Textron Aviation on 25 July unveiled the cabin mock-up and the branding for the single-engined turboprop design launched a year ago at the Experimental Aircraft Association’s AirVenture fly-in.

As the first turboprop product launched since Cessna acquired the Beechcraft portfolio of turboprops and pistons, the year-old project presented a test case for Textron Aviation’s future branding policy. The result favoured the acquiring company, with the Cessna Denali introduced to the market at Oshkosh.

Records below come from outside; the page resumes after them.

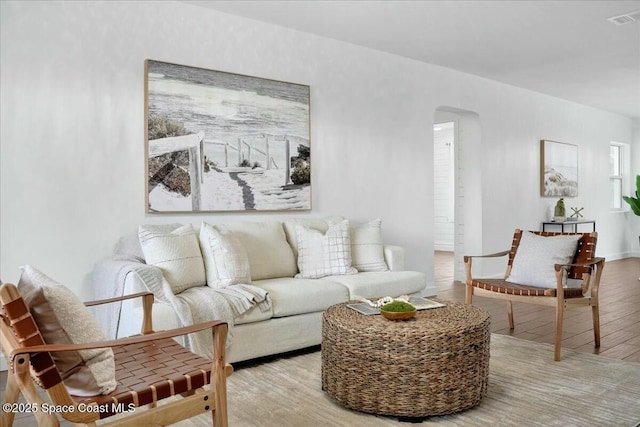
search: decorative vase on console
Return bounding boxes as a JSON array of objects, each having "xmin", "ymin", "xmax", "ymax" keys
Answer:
[{"xmin": 553, "ymin": 198, "xmax": 566, "ymax": 222}]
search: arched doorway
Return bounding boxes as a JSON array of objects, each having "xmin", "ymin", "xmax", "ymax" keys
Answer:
[{"xmin": 434, "ymin": 107, "xmax": 482, "ymax": 285}]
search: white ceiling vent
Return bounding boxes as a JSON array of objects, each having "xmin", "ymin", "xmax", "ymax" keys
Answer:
[{"xmin": 608, "ymin": 10, "xmax": 640, "ymax": 25}]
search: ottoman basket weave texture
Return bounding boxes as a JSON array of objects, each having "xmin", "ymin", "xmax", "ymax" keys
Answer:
[{"xmin": 321, "ymin": 301, "xmax": 490, "ymax": 418}]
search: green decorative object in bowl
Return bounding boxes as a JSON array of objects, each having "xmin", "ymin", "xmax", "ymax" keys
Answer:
[{"xmin": 380, "ymin": 300, "xmax": 417, "ymax": 320}]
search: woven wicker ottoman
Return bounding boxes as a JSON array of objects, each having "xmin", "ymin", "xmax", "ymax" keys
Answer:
[{"xmin": 321, "ymin": 301, "xmax": 490, "ymax": 419}]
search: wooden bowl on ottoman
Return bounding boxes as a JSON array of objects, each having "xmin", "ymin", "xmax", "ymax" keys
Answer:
[
  {"xmin": 380, "ymin": 309, "xmax": 416, "ymax": 320},
  {"xmin": 380, "ymin": 301, "xmax": 416, "ymax": 321}
]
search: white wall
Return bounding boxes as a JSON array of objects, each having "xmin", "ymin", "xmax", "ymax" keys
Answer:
[
  {"xmin": 1, "ymin": 1, "xmax": 635, "ymax": 298},
  {"xmin": 630, "ymin": 118, "xmax": 640, "ymax": 256}
]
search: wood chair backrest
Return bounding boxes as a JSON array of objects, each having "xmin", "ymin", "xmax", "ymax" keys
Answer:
[
  {"xmin": 507, "ymin": 229, "xmax": 598, "ymax": 280},
  {"xmin": 0, "ymin": 283, "xmax": 65, "ymax": 391}
]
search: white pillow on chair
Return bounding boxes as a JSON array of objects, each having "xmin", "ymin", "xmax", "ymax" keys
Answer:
[
  {"xmin": 18, "ymin": 266, "xmax": 117, "ymax": 396},
  {"xmin": 508, "ymin": 232, "xmax": 581, "ymax": 288}
]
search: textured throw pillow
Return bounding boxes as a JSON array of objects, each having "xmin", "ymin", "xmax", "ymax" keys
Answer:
[
  {"xmin": 508, "ymin": 232, "xmax": 582, "ymax": 288},
  {"xmin": 283, "ymin": 216, "xmax": 344, "ymax": 259},
  {"xmin": 350, "ymin": 219, "xmax": 389, "ymax": 272},
  {"xmin": 199, "ymin": 222, "xmax": 252, "ymax": 288},
  {"xmin": 138, "ymin": 224, "xmax": 206, "ymax": 294},
  {"xmin": 295, "ymin": 219, "xmax": 358, "ymax": 279},
  {"xmin": 17, "ymin": 266, "xmax": 117, "ymax": 396}
]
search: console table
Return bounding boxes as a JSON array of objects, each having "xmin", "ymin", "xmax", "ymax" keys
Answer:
[{"xmin": 541, "ymin": 219, "xmax": 595, "ymax": 233}]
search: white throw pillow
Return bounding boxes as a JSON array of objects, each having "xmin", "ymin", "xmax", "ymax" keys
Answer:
[
  {"xmin": 199, "ymin": 222, "xmax": 252, "ymax": 288},
  {"xmin": 295, "ymin": 219, "xmax": 358, "ymax": 279},
  {"xmin": 283, "ymin": 216, "xmax": 344, "ymax": 259},
  {"xmin": 18, "ymin": 266, "xmax": 117, "ymax": 396},
  {"xmin": 508, "ymin": 232, "xmax": 581, "ymax": 288},
  {"xmin": 350, "ymin": 219, "xmax": 389, "ymax": 272},
  {"xmin": 138, "ymin": 224, "xmax": 206, "ymax": 294},
  {"xmin": 224, "ymin": 221, "xmax": 297, "ymax": 280}
]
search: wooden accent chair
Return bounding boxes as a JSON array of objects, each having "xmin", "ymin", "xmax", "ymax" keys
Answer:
[
  {"xmin": 464, "ymin": 229, "xmax": 605, "ymax": 361},
  {"xmin": 0, "ymin": 283, "xmax": 233, "ymax": 427}
]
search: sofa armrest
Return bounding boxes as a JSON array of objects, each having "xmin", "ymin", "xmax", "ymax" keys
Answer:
[
  {"xmin": 92, "ymin": 257, "xmax": 174, "ymax": 339},
  {"xmin": 383, "ymin": 245, "xmax": 405, "ymax": 271}
]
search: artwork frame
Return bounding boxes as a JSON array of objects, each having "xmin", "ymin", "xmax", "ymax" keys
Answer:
[
  {"xmin": 540, "ymin": 140, "xmax": 578, "ymax": 197},
  {"xmin": 145, "ymin": 59, "xmax": 311, "ymax": 213}
]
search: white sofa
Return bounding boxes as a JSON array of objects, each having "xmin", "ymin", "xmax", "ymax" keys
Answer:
[{"xmin": 93, "ymin": 218, "xmax": 427, "ymax": 363}]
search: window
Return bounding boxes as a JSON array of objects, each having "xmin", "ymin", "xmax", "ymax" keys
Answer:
[{"xmin": 610, "ymin": 142, "xmax": 629, "ymax": 210}]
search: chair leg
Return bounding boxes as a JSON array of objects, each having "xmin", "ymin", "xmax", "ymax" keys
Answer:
[
  {"xmin": 507, "ymin": 301, "xmax": 514, "ymax": 329},
  {"xmin": 13, "ymin": 368, "xmax": 60, "ymax": 426},
  {"xmin": 2, "ymin": 370, "xmax": 20, "ymax": 427},
  {"xmin": 554, "ymin": 302, "xmax": 564, "ymax": 361},
  {"xmin": 592, "ymin": 304, "xmax": 601, "ymax": 347},
  {"xmin": 212, "ymin": 376, "xmax": 228, "ymax": 427},
  {"xmin": 465, "ymin": 284, "xmax": 473, "ymax": 305}
]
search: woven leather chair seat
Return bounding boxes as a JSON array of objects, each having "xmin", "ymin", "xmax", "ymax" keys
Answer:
[
  {"xmin": 72, "ymin": 338, "xmax": 214, "ymax": 419},
  {"xmin": 471, "ymin": 279, "xmax": 585, "ymax": 298}
]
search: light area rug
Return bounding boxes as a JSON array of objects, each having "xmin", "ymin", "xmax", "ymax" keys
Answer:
[{"xmin": 179, "ymin": 334, "xmax": 640, "ymax": 426}]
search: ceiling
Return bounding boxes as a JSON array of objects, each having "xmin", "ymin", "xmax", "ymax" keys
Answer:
[{"xmin": 184, "ymin": 0, "xmax": 640, "ymax": 119}]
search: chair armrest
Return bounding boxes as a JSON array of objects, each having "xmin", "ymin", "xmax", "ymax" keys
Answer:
[
  {"xmin": 84, "ymin": 292, "xmax": 154, "ymax": 307},
  {"xmin": 463, "ymin": 250, "xmax": 510, "ymax": 262},
  {"xmin": 9, "ymin": 320, "xmax": 228, "ymax": 362},
  {"xmin": 553, "ymin": 257, "xmax": 605, "ymax": 271},
  {"xmin": 464, "ymin": 250, "xmax": 510, "ymax": 284},
  {"xmin": 552, "ymin": 257, "xmax": 605, "ymax": 296},
  {"xmin": 85, "ymin": 292, "xmax": 155, "ymax": 335}
]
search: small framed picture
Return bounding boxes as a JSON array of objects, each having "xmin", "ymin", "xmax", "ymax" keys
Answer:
[{"xmin": 540, "ymin": 140, "xmax": 578, "ymax": 197}]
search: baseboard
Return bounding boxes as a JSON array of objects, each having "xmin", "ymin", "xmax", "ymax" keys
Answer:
[{"xmin": 602, "ymin": 252, "xmax": 635, "ymax": 261}]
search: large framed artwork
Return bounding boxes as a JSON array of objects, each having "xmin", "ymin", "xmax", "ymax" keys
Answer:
[
  {"xmin": 145, "ymin": 59, "xmax": 311, "ymax": 212},
  {"xmin": 540, "ymin": 140, "xmax": 578, "ymax": 197}
]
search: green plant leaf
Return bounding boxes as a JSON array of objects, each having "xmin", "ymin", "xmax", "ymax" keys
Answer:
[
  {"xmin": 623, "ymin": 175, "xmax": 640, "ymax": 216},
  {"xmin": 623, "ymin": 196, "xmax": 640, "ymax": 216}
]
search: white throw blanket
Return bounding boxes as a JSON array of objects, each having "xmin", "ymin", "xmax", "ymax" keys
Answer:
[
  {"xmin": 92, "ymin": 255, "xmax": 163, "ymax": 339},
  {"xmin": 92, "ymin": 256, "xmax": 270, "ymax": 359},
  {"xmin": 172, "ymin": 284, "xmax": 270, "ymax": 358}
]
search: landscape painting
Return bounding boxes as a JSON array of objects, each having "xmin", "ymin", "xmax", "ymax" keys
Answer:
[
  {"xmin": 540, "ymin": 140, "xmax": 578, "ymax": 197},
  {"xmin": 145, "ymin": 59, "xmax": 311, "ymax": 212}
]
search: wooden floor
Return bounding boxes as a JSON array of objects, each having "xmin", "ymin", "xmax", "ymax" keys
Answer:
[
  {"xmin": 2, "ymin": 255, "xmax": 639, "ymax": 426},
  {"xmin": 435, "ymin": 252, "xmax": 640, "ymax": 363}
]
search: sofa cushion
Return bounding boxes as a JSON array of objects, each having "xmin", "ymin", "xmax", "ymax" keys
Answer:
[
  {"xmin": 326, "ymin": 271, "xmax": 426, "ymax": 299},
  {"xmin": 350, "ymin": 219, "xmax": 389, "ymax": 272},
  {"xmin": 18, "ymin": 266, "xmax": 117, "ymax": 396},
  {"xmin": 199, "ymin": 222, "xmax": 252, "ymax": 288},
  {"xmin": 294, "ymin": 220, "xmax": 358, "ymax": 279},
  {"xmin": 234, "ymin": 303, "xmax": 273, "ymax": 325},
  {"xmin": 508, "ymin": 232, "xmax": 581, "ymax": 287},
  {"xmin": 138, "ymin": 224, "xmax": 206, "ymax": 293},
  {"xmin": 254, "ymin": 278, "xmax": 349, "ymax": 317},
  {"xmin": 224, "ymin": 221, "xmax": 297, "ymax": 281}
]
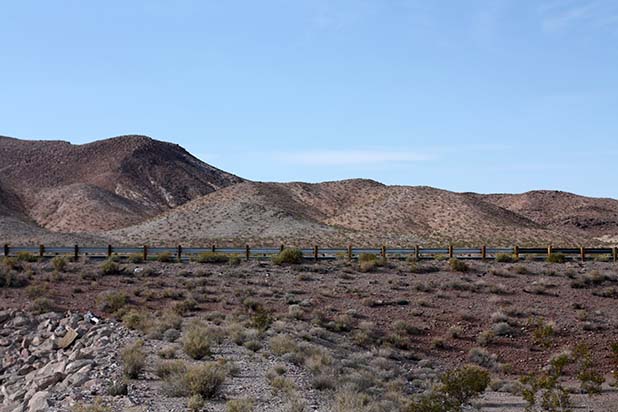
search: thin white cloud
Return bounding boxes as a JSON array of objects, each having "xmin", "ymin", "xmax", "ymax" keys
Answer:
[
  {"xmin": 273, "ymin": 149, "xmax": 433, "ymax": 166},
  {"xmin": 539, "ymin": 0, "xmax": 618, "ymax": 32}
]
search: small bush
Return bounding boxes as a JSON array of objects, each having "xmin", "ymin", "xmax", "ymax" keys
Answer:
[
  {"xmin": 410, "ymin": 263, "xmax": 439, "ymax": 274},
  {"xmin": 359, "ymin": 260, "xmax": 377, "ymax": 273},
  {"xmin": 495, "ymin": 253, "xmax": 517, "ymax": 263},
  {"xmin": 188, "ymin": 394, "xmax": 205, "ymax": 412},
  {"xmin": 183, "ymin": 325, "xmax": 212, "ymax": 360},
  {"xmin": 100, "ymin": 259, "xmax": 123, "ymax": 276},
  {"xmin": 157, "ymin": 252, "xmax": 174, "ymax": 263},
  {"xmin": 272, "ymin": 248, "xmax": 304, "ymax": 265},
  {"xmin": 530, "ymin": 318, "xmax": 555, "ymax": 348},
  {"xmin": 194, "ymin": 252, "xmax": 229, "ymax": 264},
  {"xmin": 546, "ymin": 253, "xmax": 566, "ymax": 264},
  {"xmin": 449, "ymin": 258, "xmax": 469, "ymax": 273},
  {"xmin": 52, "ymin": 256, "xmax": 67, "ymax": 272},
  {"xmin": 226, "ymin": 398, "xmax": 255, "ymax": 412},
  {"xmin": 359, "ymin": 253, "xmax": 378, "ymax": 263},
  {"xmin": 156, "ymin": 360, "xmax": 187, "ymax": 379},
  {"xmin": 128, "ymin": 253, "xmax": 144, "ymax": 264},
  {"xmin": 121, "ymin": 341, "xmax": 146, "ymax": 379},
  {"xmin": 270, "ymin": 334, "xmax": 299, "ymax": 356},
  {"xmin": 185, "ymin": 363, "xmax": 227, "ymax": 398},
  {"xmin": 30, "ymin": 297, "xmax": 58, "ymax": 314},
  {"xmin": 16, "ymin": 251, "xmax": 39, "ymax": 262},
  {"xmin": 228, "ymin": 255, "xmax": 242, "ymax": 266},
  {"xmin": 97, "ymin": 291, "xmax": 128, "ymax": 313},
  {"xmin": 0, "ymin": 271, "xmax": 29, "ymax": 288}
]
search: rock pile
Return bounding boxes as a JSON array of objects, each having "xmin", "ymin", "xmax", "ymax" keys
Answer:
[{"xmin": 0, "ymin": 309, "xmax": 129, "ymax": 412}]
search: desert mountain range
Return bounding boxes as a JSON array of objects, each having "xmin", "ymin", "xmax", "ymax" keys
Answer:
[{"xmin": 1, "ymin": 134, "xmax": 617, "ymax": 247}]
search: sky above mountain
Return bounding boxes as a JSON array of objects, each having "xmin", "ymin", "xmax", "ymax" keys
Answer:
[{"xmin": 1, "ymin": 1, "xmax": 617, "ymax": 197}]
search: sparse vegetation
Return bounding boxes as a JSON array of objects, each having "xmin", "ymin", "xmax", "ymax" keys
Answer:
[
  {"xmin": 272, "ymin": 248, "xmax": 304, "ymax": 265},
  {"xmin": 121, "ymin": 341, "xmax": 146, "ymax": 379},
  {"xmin": 448, "ymin": 258, "xmax": 469, "ymax": 272}
]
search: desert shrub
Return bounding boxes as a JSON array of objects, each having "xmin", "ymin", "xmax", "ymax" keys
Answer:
[
  {"xmin": 173, "ymin": 298, "xmax": 198, "ymax": 316},
  {"xmin": 520, "ymin": 354, "xmax": 572, "ymax": 412},
  {"xmin": 530, "ymin": 318, "xmax": 555, "ymax": 349},
  {"xmin": 270, "ymin": 334, "xmax": 299, "ymax": 356},
  {"xmin": 513, "ymin": 265, "xmax": 531, "ymax": 275},
  {"xmin": 194, "ymin": 252, "xmax": 229, "ymax": 264},
  {"xmin": 0, "ymin": 271, "xmax": 29, "ymax": 288},
  {"xmin": 359, "ymin": 253, "xmax": 378, "ymax": 263},
  {"xmin": 16, "ymin": 251, "xmax": 38, "ymax": 262},
  {"xmin": 359, "ymin": 260, "xmax": 377, "ymax": 273},
  {"xmin": 492, "ymin": 322, "xmax": 514, "ymax": 336},
  {"xmin": 155, "ymin": 360, "xmax": 187, "ymax": 379},
  {"xmin": 128, "ymin": 253, "xmax": 144, "ymax": 264},
  {"xmin": 97, "ymin": 291, "xmax": 128, "ymax": 313},
  {"xmin": 30, "ymin": 297, "xmax": 58, "ymax": 314},
  {"xmin": 52, "ymin": 256, "xmax": 67, "ymax": 272},
  {"xmin": 185, "ymin": 363, "xmax": 227, "ymax": 398},
  {"xmin": 183, "ymin": 324, "xmax": 212, "ymax": 360},
  {"xmin": 228, "ymin": 255, "xmax": 242, "ymax": 266},
  {"xmin": 107, "ymin": 380, "xmax": 128, "ymax": 396},
  {"xmin": 121, "ymin": 341, "xmax": 146, "ymax": 379},
  {"xmin": 1, "ymin": 257, "xmax": 20, "ymax": 271},
  {"xmin": 273, "ymin": 248, "xmax": 304, "ymax": 265},
  {"xmin": 476, "ymin": 330, "xmax": 495, "ymax": 346},
  {"xmin": 449, "ymin": 258, "xmax": 469, "ymax": 273},
  {"xmin": 226, "ymin": 398, "xmax": 255, "ymax": 412},
  {"xmin": 593, "ymin": 254, "xmax": 611, "ymax": 262},
  {"xmin": 157, "ymin": 252, "xmax": 174, "ymax": 263},
  {"xmin": 407, "ymin": 365, "xmax": 490, "ymax": 412},
  {"xmin": 546, "ymin": 253, "xmax": 566, "ymax": 264},
  {"xmin": 188, "ymin": 394, "xmax": 205, "ymax": 412},
  {"xmin": 468, "ymin": 347, "xmax": 497, "ymax": 369},
  {"xmin": 122, "ymin": 309, "xmax": 148, "ymax": 331},
  {"xmin": 573, "ymin": 344, "xmax": 604, "ymax": 394},
  {"xmin": 410, "ymin": 263, "xmax": 439, "ymax": 274},
  {"xmin": 495, "ymin": 253, "xmax": 517, "ymax": 263},
  {"xmin": 100, "ymin": 259, "xmax": 123, "ymax": 276},
  {"xmin": 72, "ymin": 399, "xmax": 111, "ymax": 412}
]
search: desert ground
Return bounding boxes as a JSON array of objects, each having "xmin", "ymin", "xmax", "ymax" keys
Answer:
[{"xmin": 2, "ymin": 251, "xmax": 618, "ymax": 412}]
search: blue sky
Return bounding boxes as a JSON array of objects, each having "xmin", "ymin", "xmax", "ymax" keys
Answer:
[{"xmin": 1, "ymin": 1, "xmax": 617, "ymax": 197}]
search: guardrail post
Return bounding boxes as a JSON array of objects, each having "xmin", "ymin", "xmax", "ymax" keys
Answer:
[
  {"xmin": 143, "ymin": 245, "xmax": 148, "ymax": 261},
  {"xmin": 481, "ymin": 245, "xmax": 486, "ymax": 261},
  {"xmin": 514, "ymin": 245, "xmax": 519, "ymax": 260},
  {"xmin": 580, "ymin": 246, "xmax": 585, "ymax": 262},
  {"xmin": 245, "ymin": 245, "xmax": 250, "ymax": 261},
  {"xmin": 39, "ymin": 244, "xmax": 45, "ymax": 258},
  {"xmin": 613, "ymin": 247, "xmax": 617, "ymax": 263},
  {"xmin": 381, "ymin": 245, "xmax": 386, "ymax": 259},
  {"xmin": 313, "ymin": 245, "xmax": 318, "ymax": 261},
  {"xmin": 211, "ymin": 244, "xmax": 216, "ymax": 253},
  {"xmin": 3, "ymin": 244, "xmax": 8, "ymax": 257},
  {"xmin": 177, "ymin": 245, "xmax": 182, "ymax": 262},
  {"xmin": 74, "ymin": 245, "xmax": 79, "ymax": 261},
  {"xmin": 280, "ymin": 244, "xmax": 284, "ymax": 252},
  {"xmin": 448, "ymin": 245, "xmax": 453, "ymax": 259},
  {"xmin": 547, "ymin": 244, "xmax": 552, "ymax": 258},
  {"xmin": 107, "ymin": 244, "xmax": 112, "ymax": 258},
  {"xmin": 415, "ymin": 245, "xmax": 420, "ymax": 261},
  {"xmin": 347, "ymin": 245, "xmax": 352, "ymax": 260}
]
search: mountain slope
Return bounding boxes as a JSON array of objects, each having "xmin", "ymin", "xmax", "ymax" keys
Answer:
[
  {"xmin": 108, "ymin": 180, "xmax": 583, "ymax": 246},
  {"xmin": 0, "ymin": 135, "xmax": 243, "ymax": 232}
]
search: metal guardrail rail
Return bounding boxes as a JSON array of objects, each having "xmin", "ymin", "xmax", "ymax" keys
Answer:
[{"xmin": 2, "ymin": 243, "xmax": 617, "ymax": 262}]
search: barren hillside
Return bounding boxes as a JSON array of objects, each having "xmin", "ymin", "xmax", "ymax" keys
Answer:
[{"xmin": 0, "ymin": 135, "xmax": 243, "ymax": 233}]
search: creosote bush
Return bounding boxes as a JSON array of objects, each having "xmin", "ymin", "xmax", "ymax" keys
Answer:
[
  {"xmin": 546, "ymin": 253, "xmax": 566, "ymax": 264},
  {"xmin": 495, "ymin": 253, "xmax": 517, "ymax": 263},
  {"xmin": 194, "ymin": 252, "xmax": 229, "ymax": 264},
  {"xmin": 128, "ymin": 253, "xmax": 144, "ymax": 264},
  {"xmin": 100, "ymin": 259, "xmax": 123, "ymax": 276},
  {"xmin": 121, "ymin": 341, "xmax": 146, "ymax": 379},
  {"xmin": 226, "ymin": 398, "xmax": 255, "ymax": 412},
  {"xmin": 185, "ymin": 363, "xmax": 227, "ymax": 399},
  {"xmin": 157, "ymin": 252, "xmax": 174, "ymax": 263},
  {"xmin": 448, "ymin": 258, "xmax": 469, "ymax": 273},
  {"xmin": 272, "ymin": 248, "xmax": 304, "ymax": 265},
  {"xmin": 52, "ymin": 256, "xmax": 67, "ymax": 272},
  {"xmin": 183, "ymin": 324, "xmax": 212, "ymax": 360},
  {"xmin": 16, "ymin": 251, "xmax": 38, "ymax": 262}
]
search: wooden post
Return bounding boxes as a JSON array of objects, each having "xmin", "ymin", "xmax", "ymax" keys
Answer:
[
  {"xmin": 3, "ymin": 244, "xmax": 8, "ymax": 257},
  {"xmin": 514, "ymin": 245, "xmax": 519, "ymax": 260},
  {"xmin": 245, "ymin": 245, "xmax": 250, "ymax": 261},
  {"xmin": 580, "ymin": 246, "xmax": 585, "ymax": 262},
  {"xmin": 481, "ymin": 245, "xmax": 486, "ymax": 261},
  {"xmin": 347, "ymin": 245, "xmax": 352, "ymax": 260},
  {"xmin": 381, "ymin": 245, "xmax": 386, "ymax": 259},
  {"xmin": 415, "ymin": 245, "xmax": 420, "ymax": 261},
  {"xmin": 177, "ymin": 245, "xmax": 182, "ymax": 262},
  {"xmin": 39, "ymin": 244, "xmax": 45, "ymax": 258},
  {"xmin": 211, "ymin": 244, "xmax": 216, "ymax": 253},
  {"xmin": 74, "ymin": 245, "xmax": 79, "ymax": 261},
  {"xmin": 107, "ymin": 244, "xmax": 112, "ymax": 258},
  {"xmin": 548, "ymin": 244, "xmax": 552, "ymax": 258},
  {"xmin": 613, "ymin": 247, "xmax": 617, "ymax": 263},
  {"xmin": 143, "ymin": 245, "xmax": 148, "ymax": 261},
  {"xmin": 280, "ymin": 244, "xmax": 285, "ymax": 252},
  {"xmin": 448, "ymin": 245, "xmax": 453, "ymax": 259},
  {"xmin": 313, "ymin": 245, "xmax": 318, "ymax": 261}
]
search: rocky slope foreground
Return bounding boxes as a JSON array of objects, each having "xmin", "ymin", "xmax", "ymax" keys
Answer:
[{"xmin": 0, "ymin": 135, "xmax": 242, "ymax": 234}]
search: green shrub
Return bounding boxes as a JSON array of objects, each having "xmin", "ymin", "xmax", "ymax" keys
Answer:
[
  {"xmin": 194, "ymin": 252, "xmax": 229, "ymax": 264},
  {"xmin": 157, "ymin": 252, "xmax": 174, "ymax": 263},
  {"xmin": 16, "ymin": 251, "xmax": 38, "ymax": 262},
  {"xmin": 183, "ymin": 325, "xmax": 212, "ymax": 360},
  {"xmin": 359, "ymin": 253, "xmax": 378, "ymax": 263},
  {"xmin": 128, "ymin": 253, "xmax": 144, "ymax": 264},
  {"xmin": 97, "ymin": 291, "xmax": 128, "ymax": 313},
  {"xmin": 228, "ymin": 255, "xmax": 242, "ymax": 266},
  {"xmin": 30, "ymin": 297, "xmax": 58, "ymax": 314},
  {"xmin": 449, "ymin": 258, "xmax": 469, "ymax": 273},
  {"xmin": 410, "ymin": 263, "xmax": 439, "ymax": 274},
  {"xmin": 359, "ymin": 260, "xmax": 377, "ymax": 273},
  {"xmin": 52, "ymin": 256, "xmax": 67, "ymax": 272},
  {"xmin": 272, "ymin": 248, "xmax": 304, "ymax": 265},
  {"xmin": 121, "ymin": 341, "xmax": 146, "ymax": 379},
  {"xmin": 546, "ymin": 253, "xmax": 566, "ymax": 264},
  {"xmin": 0, "ymin": 271, "xmax": 29, "ymax": 288},
  {"xmin": 188, "ymin": 394, "xmax": 205, "ymax": 412},
  {"xmin": 185, "ymin": 363, "xmax": 227, "ymax": 398},
  {"xmin": 530, "ymin": 318, "xmax": 555, "ymax": 349},
  {"xmin": 226, "ymin": 398, "xmax": 255, "ymax": 412},
  {"xmin": 100, "ymin": 259, "xmax": 123, "ymax": 276},
  {"xmin": 122, "ymin": 309, "xmax": 148, "ymax": 331},
  {"xmin": 495, "ymin": 253, "xmax": 517, "ymax": 263},
  {"xmin": 155, "ymin": 360, "xmax": 187, "ymax": 379}
]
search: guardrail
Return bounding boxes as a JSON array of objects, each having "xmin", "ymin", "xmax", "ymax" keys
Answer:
[{"xmin": 2, "ymin": 244, "xmax": 617, "ymax": 262}]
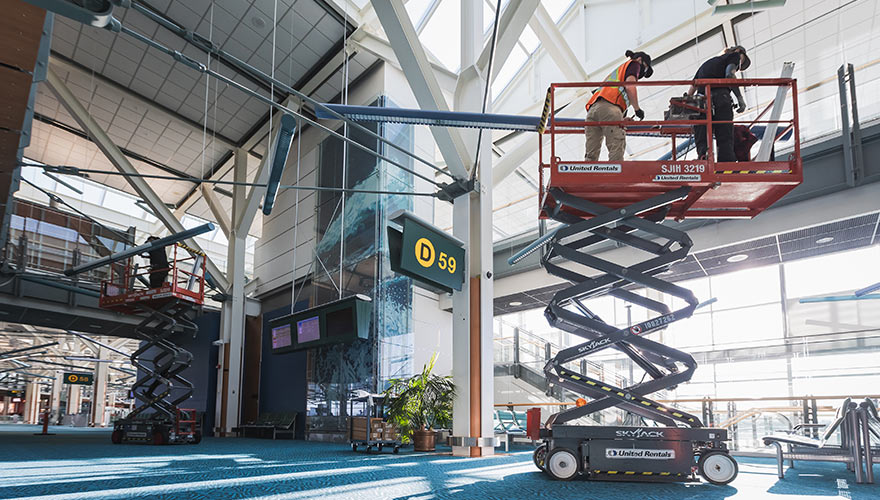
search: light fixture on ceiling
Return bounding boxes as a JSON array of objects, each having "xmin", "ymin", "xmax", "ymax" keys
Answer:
[
  {"xmin": 508, "ymin": 301, "xmax": 523, "ymax": 307},
  {"xmin": 816, "ymin": 236, "xmax": 834, "ymax": 244},
  {"xmin": 727, "ymin": 254, "xmax": 749, "ymax": 263},
  {"xmin": 251, "ymin": 16, "xmax": 266, "ymax": 29}
]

The Cessna branding seemed even more surprising given the turboprop’s heritage. The mock-up shows the fuselage will be about 15cm (6in) wider than the Beechcraft King Air, feature its distinctive circular windows. The Denali also will be built alongside the King Air in a Wichita, Kansas, factory erected by Beechcraft.

Despite those links to the Beechcraft identity, Textron Aviation selected Cessna for the branding of the Denali, which is also the traditional name of the highest mountain peak in North America.

“We made a choice,” says Kriya Shortt, Textron Aviation’s vice-president of sales and marketing.

Shortt adds that Cessna has a legacy of single-engined pistons and turboprops, including the Model 208 Cessna Caravan, a utility transport. Textron Aviation has not yet released a model number for the Denali.

In other ways, the new Cessna single-engined turboprop represents a sharp break from either the Caravan or the Beechcraft. The Denali will be the first Cessna or Beechcraft turboprop not originally powered by the Pratt & Whitney Canada PT6 in more than half a decade.

GE Aviation is supplying the yet-unbranded advanced turboprop (ATP) engine, 1,600shp design with full authority digital electronic controls, uncooled turbine blades and a 16:1 overall pressure ratio. On 23 July, GE Aviation chief executive David Joyce revealed that additive manufacturing has allowed designers to make the ATP with 845 fewer parts than a traditional turboprop in that size and thrust class. The first engine to test is scheduled next year, with certification and entry into service of the Denali expected after 2019.